Next up, another example of what appears to be the latest trend, which is CEOs using AI avatars on a quarterly earnings call. Last week, we saw Klarna's CEO deliver quarterly earnings via AI avatar. And this week, Zoom CEO Eric Yuan followed suit, using an avatar for his initial comments. The avatar said, "'I'm proud to be among the first CEOs to use an avatar in an earnings call. It's just one example of how Zoom is pushing the boundaries of communication and collaboration.'"

At the same time, we know trust and security are essential. We take AI-generated content seriously and have built in strong safeguards to prevent misuse, protect user identity, and ensure avatars are used responsibly.

Now, the Klarna example was clearly just a way for the company to continue to position themselves as an AI-first company. But for Zoom, this was a very public product demo. The company has been working on digital twins for some time, allowing users to send their avatars to meetings. The tech isn't quite ready for real-time use cases, but Zoom is now rolling out avatars for recorded messages to all users. When the real Yuan showed up for the Q&A portion of the call, he commented, I truly love my AI-generated avatar. I think we're going to continue using that. I can tell you I like the experience a lot.

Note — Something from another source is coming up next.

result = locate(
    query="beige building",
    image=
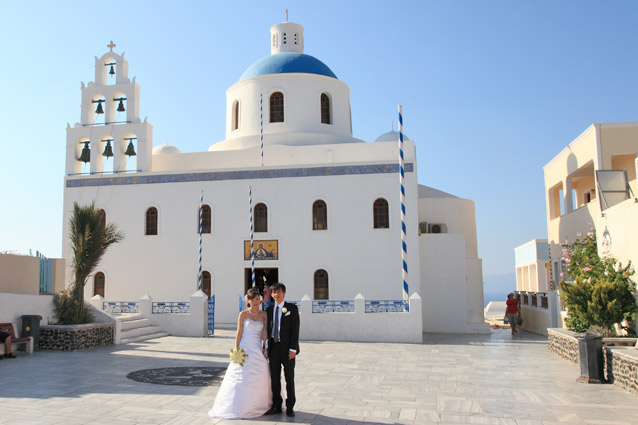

Lastly today, Google's antitrust woes continue with a new investigation into their AI acquisition strategy. Bloomberg reports that the Justice Department has launched a probe into Google's deal with Character AI. Last August, Google paid $2.7 billion for a non-exclusive license to use Character AI's technology. And at the same time, it was announced that founder Noam Shazier and several team members would join Google to work on the Gemini team.

Shazir had a two-decade career at Google before leaving in frustration in 2021 after the company refused to release his chatbot project. He was one of the lead authors of the Google paper entitled, Attention is All You Need, which introduced the transformer architecture that underpins modern AI. The deal was widely reported as an acqui-hire, but didn't technically require FTC approval in the same way as an acquisition. A Google spokesperson said the company was, quote, always happy to answer any questions from regulators.

However, he pointedly added, we're excited that talent from Character AI has joined the company, but we have no ownership stake and they remain a separate company.

The DOJ's position is that they're able to investigate whether the deal is anti-competitive, even if it didn't require a formal review. The reporting emphasized that Google hasn't been accused of any wrongdoing, and the investigation is still in the early stages. But I think if you're watching the trend lines, this suggests that the new administration is still actively scrutinizing big tech deals, not just completing antitrust enforcement that began during the last administration.

For now, though, that is going to do it for today's AI Daily Brief Headlines Edition. Next up, the main episode. Today's episode is brought to you by KPMG. In today's fiercely competitive market, unlocking AI's potential could help give you a competitive edge, foster growth, and drive new value. But here's the key. You don't need an AI strategy. You need to embed AI into your overall business strategy to truly power it up.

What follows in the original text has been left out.